Jak urządzić pokój dziecięcy, wzorując się na zdjęciu z internetu?
W poprzednim poście opisałam pokoik Finna, synka Tori Spelling, urządzony w turkusowo - pomarańczowej tonacji. Było w tym pokoju energetycznie i fantazyjnie, w sam raz dla małego rozrabiaki.Takim mocnym, a jednocześnie dobrze dobranym zestawieniem kolorystycznym, można się pozytywnie zainspirować.
Umiejętnie podpatrując, każda mama może stworzyć dzidziusiowi wymarzony i oryginalny kącik.
Spróbujmy się zainspirować, przetwarzając i cytując po swojemu dobre pomysły.
Jeśli chcemy, aby pokój naszego dziecka był jedyny w swoim rodzaju i niepowtarzalny, nie kopiujmy.Nie trzeba mieć od razu takich samych mebli, lub tapety. Wystarczy wybrać inspirację, a reszta zrobi się sama.

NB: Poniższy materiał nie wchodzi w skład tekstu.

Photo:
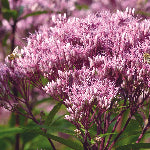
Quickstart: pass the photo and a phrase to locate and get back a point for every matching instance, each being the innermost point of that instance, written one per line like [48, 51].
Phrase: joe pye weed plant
[97, 67]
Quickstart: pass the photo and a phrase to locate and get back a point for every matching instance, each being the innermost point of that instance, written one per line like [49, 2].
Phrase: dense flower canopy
[88, 61]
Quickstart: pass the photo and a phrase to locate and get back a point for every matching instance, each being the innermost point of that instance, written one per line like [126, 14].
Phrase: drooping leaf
[7, 132]
[52, 114]
[72, 144]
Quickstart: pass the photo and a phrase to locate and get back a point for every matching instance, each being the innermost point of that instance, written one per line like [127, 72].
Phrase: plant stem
[17, 144]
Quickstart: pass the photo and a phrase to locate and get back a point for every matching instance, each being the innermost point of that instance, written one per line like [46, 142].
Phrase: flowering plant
[97, 67]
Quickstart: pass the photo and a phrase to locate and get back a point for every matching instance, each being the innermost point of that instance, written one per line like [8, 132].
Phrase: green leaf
[52, 114]
[106, 134]
[9, 13]
[38, 143]
[7, 132]
[5, 4]
[67, 142]
[139, 119]
[34, 14]
[134, 146]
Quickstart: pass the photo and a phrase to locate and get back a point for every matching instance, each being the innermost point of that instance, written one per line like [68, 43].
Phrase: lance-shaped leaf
[52, 114]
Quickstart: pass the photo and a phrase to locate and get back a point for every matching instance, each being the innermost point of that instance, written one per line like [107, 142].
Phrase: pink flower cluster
[89, 61]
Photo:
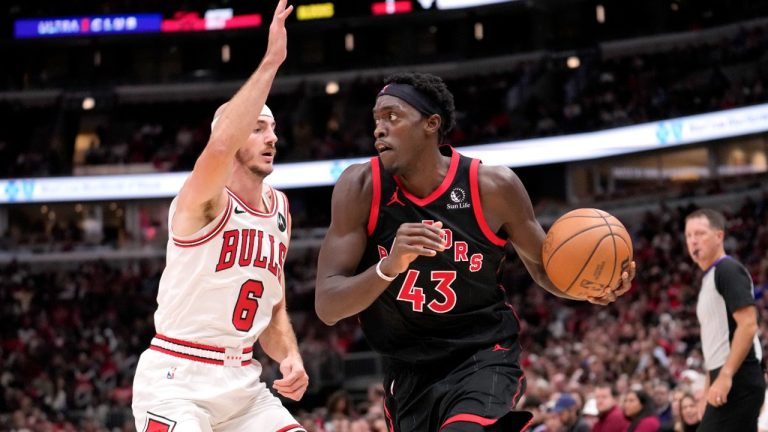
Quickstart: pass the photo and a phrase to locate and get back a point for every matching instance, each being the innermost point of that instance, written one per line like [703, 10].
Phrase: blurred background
[646, 109]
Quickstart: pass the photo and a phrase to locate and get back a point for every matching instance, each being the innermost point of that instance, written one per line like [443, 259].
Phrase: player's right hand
[412, 241]
[277, 47]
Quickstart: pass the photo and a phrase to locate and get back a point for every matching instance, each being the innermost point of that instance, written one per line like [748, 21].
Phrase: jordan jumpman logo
[395, 198]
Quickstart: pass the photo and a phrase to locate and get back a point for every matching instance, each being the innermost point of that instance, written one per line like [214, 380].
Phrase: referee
[728, 319]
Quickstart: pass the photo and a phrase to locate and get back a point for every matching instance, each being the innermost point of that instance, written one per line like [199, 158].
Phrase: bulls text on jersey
[251, 247]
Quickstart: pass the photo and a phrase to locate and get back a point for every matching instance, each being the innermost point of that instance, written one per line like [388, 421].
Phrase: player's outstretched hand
[277, 47]
[294, 382]
[412, 241]
[611, 294]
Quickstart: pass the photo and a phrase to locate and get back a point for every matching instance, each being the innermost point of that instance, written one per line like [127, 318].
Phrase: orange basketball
[586, 250]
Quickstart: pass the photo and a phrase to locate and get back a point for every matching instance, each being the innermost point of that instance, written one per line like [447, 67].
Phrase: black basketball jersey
[447, 304]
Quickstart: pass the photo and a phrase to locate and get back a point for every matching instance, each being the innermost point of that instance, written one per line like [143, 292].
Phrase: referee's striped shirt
[725, 288]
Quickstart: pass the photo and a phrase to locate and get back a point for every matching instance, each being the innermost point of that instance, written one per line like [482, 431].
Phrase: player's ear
[433, 123]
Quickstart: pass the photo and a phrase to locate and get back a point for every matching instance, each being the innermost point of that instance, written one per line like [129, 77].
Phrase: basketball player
[416, 238]
[735, 387]
[222, 288]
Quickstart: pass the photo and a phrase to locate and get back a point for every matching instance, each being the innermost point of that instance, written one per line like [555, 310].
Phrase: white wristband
[382, 275]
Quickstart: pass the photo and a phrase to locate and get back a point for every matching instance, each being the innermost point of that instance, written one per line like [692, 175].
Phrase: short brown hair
[715, 218]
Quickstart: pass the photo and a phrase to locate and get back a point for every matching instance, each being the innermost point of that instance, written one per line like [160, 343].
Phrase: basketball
[585, 251]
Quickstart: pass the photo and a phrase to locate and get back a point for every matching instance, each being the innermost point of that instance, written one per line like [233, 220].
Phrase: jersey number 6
[247, 304]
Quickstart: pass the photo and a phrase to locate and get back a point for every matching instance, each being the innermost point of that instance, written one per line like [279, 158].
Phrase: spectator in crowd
[640, 411]
[569, 413]
[661, 398]
[610, 417]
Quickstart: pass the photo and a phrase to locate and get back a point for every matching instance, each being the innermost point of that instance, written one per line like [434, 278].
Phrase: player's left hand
[717, 395]
[294, 382]
[611, 294]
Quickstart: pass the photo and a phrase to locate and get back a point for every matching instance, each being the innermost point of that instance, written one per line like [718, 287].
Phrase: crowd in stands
[71, 335]
[533, 99]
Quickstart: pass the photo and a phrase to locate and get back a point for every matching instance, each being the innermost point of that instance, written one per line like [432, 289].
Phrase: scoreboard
[224, 18]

Na początek proponuję niewielki mood board, oparty na fotce z pokojem Finna.
Będzie podczas wyboru kolorów, mebli i dodatków przypominać jakie kolory i wzory miały znaleźć się w pokoju.
Przyglądamy się fotce i dobieramy dodatkowe inspirujące drobiazgi, kolorowe wydruki, próbki tkanin, wzory pościeli lub dodatków, które wyszukujemy w sieci. Więcej o zasadach tworzenia mood boardów pisałam TUTAJ.Jak widać, turkusowy i pomarańcz, to wiodące kolory, ale harmonijnie współgrają z nimi limonkowa zieleń i czekoladowy brąz. U Tori akcentem był limonkowy fotel, a uzupełnieniem czekoladowe ramy łóżeczka i komody.
Oto przykład, jak się pozytywnie inspirować. Pokój pierwszy.
Na bazie pomysłu na pokój Finna, powstał zupełnie nowy i inny pokój chłopca.Kolor ścian, jak u Tori, wykładzina też, brązowe łóżeczko, nawet żyrafka - ten sam motyw przewodni, tyle że duża.
Jednak umiejętne skorzystanie z kilku podpatrzonych rozwiązań pozwoliło stworzyć nową jakość.